Oz, which plans to brew and sell European-style beers under the Mad Monk label, has had to extend its offer, which had originally scheduled to close on November 10.
"We don't have a sponsored broker, and the original takeup was a little slower than expected -- we had trouble getting the necessary 400 shareholders (for ASX listing), but that's now been sorted out and we'll close the offer about Wednesday," Mr Pugh said, adding that he expected a listing before Christmas.
Oz will operate a brewpub -- a hotel with onsite brewery -- in Fremantle, home to the Little Creatures and Matilda Bay breweries, two of Australia's most successful boutique beer makers.
The company also plans to open another brewery to make packaged beer in the second year after listing.
The brewmaster at Oz is Richard Moroney, formerly of the Sail and Anchor, the brewpub owned by Australian Leisure & Hospitality Group, which was credited with sparking the West Australian love affair with boutique brews back in 1984 and is still a major draw for tourists on brewery tours.
Phillip Gallagher, managing director of Empire Beer Group, had his first encounter with boutique beer when working as a barman in the mid-1980s, when Matilda Bay's Redback wheat beer became popular.
"People are looking for quality and new styles of beer, just like what happened in the Margaret River 20 years ago, when people were discovering new wineries and styles of wine," he said.
Empire will use the proceeds of its $10 million IPO to buy the Colonial Brewing Company brewpub in Margaret River from its private shareholders, and then to open another outlet in Fremantle.
"Our business model is venue-driven, so we're looking to open more Colonials around Australia, and each venue will be a brewpub," he said.

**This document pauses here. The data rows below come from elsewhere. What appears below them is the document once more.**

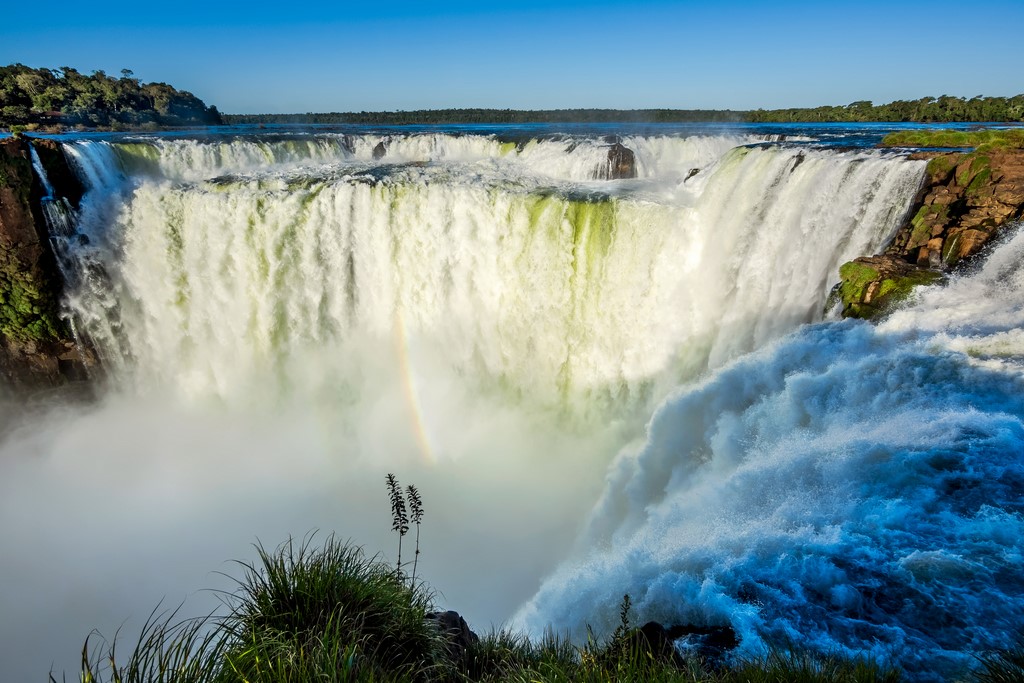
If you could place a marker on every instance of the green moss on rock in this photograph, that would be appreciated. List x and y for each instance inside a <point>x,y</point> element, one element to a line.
<point>870,287</point>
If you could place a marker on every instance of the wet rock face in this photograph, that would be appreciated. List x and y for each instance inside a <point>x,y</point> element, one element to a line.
<point>36,346</point>
<point>622,163</point>
<point>870,286</point>
<point>965,201</point>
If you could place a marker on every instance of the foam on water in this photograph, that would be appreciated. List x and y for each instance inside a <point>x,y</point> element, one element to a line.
<point>568,293</point>
<point>849,488</point>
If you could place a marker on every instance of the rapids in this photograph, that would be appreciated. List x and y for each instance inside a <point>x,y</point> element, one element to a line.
<point>599,387</point>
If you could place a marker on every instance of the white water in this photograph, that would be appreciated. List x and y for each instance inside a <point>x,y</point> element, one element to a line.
<point>850,488</point>
<point>237,286</point>
<point>286,322</point>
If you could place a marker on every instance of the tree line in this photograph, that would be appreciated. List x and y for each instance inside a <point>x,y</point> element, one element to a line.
<point>925,110</point>
<point>65,96</point>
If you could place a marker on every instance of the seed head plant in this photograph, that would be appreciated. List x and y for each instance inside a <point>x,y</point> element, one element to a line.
<point>416,506</point>
<point>399,517</point>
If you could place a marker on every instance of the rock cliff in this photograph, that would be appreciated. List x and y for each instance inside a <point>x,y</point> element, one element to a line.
<point>965,201</point>
<point>36,345</point>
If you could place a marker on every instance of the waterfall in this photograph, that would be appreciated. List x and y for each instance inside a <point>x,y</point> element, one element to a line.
<point>239,263</point>
<point>286,317</point>
<point>852,488</point>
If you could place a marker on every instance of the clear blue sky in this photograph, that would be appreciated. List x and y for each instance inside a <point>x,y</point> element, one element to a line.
<point>335,56</point>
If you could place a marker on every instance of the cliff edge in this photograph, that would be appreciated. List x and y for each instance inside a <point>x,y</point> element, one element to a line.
<point>965,201</point>
<point>37,348</point>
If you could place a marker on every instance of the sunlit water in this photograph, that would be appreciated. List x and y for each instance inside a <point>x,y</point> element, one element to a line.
<point>286,318</point>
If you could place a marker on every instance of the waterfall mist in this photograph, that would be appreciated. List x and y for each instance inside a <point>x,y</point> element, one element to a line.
<point>285,321</point>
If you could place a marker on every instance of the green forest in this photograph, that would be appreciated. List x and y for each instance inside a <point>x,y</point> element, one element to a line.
<point>927,110</point>
<point>64,97</point>
<point>48,97</point>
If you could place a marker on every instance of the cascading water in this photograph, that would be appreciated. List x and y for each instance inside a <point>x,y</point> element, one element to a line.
<point>581,292</point>
<point>285,318</point>
<point>850,488</point>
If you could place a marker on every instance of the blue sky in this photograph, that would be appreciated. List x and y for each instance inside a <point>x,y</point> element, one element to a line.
<point>337,56</point>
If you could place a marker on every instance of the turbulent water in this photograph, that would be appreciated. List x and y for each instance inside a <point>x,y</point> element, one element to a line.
<point>232,263</point>
<point>284,317</point>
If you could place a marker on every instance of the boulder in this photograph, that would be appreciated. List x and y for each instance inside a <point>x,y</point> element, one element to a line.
<point>622,163</point>
<point>965,201</point>
<point>668,644</point>
<point>37,349</point>
<point>870,286</point>
<point>460,636</point>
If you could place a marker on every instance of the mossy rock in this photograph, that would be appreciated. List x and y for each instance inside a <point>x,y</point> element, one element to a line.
<point>873,286</point>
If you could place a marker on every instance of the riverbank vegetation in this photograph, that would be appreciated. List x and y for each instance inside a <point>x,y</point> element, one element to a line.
<point>926,110</point>
<point>61,97</point>
<point>992,139</point>
<point>306,612</point>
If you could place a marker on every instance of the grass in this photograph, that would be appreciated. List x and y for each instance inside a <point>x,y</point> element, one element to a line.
<point>984,140</point>
<point>305,613</point>
<point>330,613</point>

Mr Gallagher said having the beer made onsite makes it easier to charge higher prices than people would be willing to pay for a garden-variety lager. "It's not price-driven, it doesn't have to be $15 a six-pack in order to sell. People can see the brewhouse, the hops that went into it, that it's handcrafted, all the things the big breweries aren't," he said.
Jason Marinko, chief executive officer of Little Creatures brewer Little World Beverages, said he's not surprised at the rush of new entrants to the sector. "It appears to be the `in' thing to do. But it's bloody hard work," he said.